Posted at Nginx Forum:

xinghua_hi · August 4, 2014, 4:58pm

Hello!

On Sun, Aug 03, 2014 at 10:47:26PM -0400, xinghua_hi wrote:

hello，
   I still can't understand why accept_mutex cause disbalance. In code
below, multi worker will try to get mutex and the question is , why one
worker can always get the mutex ? I test many times, find that one worker
can always accept new connection much more than others. Thanks very much.

Only worker which holds the accept mutex will try to accept new
connections. Other workers will only process events they already
have, or try to grab accept mutex again after 500ms timeout
(accept_mutex_delay[1]) if there are no other events to handle.

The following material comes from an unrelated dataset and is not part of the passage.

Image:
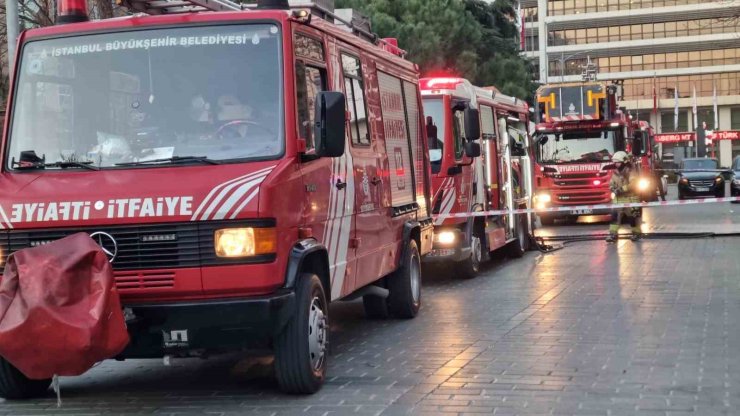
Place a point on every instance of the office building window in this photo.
(667, 124)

Consider a short test on otherwise idle server like one you are
doing, with many connections established during a small period of
time. Assume there are 2 workers:

worker A holds accept mutex, worker B waits for 500ms timeout
doing nothing;
in a short period of time 1000 connections comes in;
worker A woken up by the kernel, accepts a connection;
worker A goes back to the kernel to wait for more data; since
worker B is in kernel waiting for a 500ms timeout, accept mutex
is again locked by A;
worker A wokern up again, and the above repeats multiple times.

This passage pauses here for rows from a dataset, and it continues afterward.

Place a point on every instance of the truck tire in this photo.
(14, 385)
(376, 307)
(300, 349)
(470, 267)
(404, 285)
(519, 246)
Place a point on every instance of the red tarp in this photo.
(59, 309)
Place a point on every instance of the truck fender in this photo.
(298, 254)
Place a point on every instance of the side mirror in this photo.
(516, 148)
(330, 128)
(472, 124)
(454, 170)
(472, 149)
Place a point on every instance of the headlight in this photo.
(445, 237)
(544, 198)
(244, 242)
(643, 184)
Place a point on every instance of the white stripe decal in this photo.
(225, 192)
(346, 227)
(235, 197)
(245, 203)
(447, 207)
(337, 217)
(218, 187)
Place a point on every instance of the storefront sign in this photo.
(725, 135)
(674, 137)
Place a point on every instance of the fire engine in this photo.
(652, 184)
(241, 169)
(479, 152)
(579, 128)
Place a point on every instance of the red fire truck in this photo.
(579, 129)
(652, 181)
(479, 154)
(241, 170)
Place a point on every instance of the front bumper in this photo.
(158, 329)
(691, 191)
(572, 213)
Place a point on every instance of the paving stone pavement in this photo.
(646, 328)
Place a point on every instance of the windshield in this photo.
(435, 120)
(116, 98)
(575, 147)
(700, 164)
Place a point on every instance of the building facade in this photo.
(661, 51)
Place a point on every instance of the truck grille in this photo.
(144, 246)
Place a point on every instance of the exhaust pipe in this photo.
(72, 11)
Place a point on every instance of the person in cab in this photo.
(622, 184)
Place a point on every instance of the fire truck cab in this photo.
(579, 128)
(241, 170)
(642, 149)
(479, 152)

More or less this continues till worker B wakes up after 500ms and
tries to lock the accept mutex. If it is lucky and this happens
when worker A is doing something, it will be able to lock the
accept mutex. That is, further connections will be accepted by
worker B. If worker B isn’t lucky, then worker A will accept
connections for more time. For short tests this may mean that all
connections will be accepted by a single worker. (And things will
be even worse if multi_accept[2] is used.)

On a normally loaded server the above situation isn’t likely to
happen as all workers are priodically woken up by the kernel, and
will try to lock accept mutex when going back to the kernel. Thus
connections are distributed among all workers more or less evenly.
In short tests though, accept_mutex can easily cause disbalance as
described above.

[1] Core functionality
[2] Core functionality

–
Maxim D.
http://nginx.org/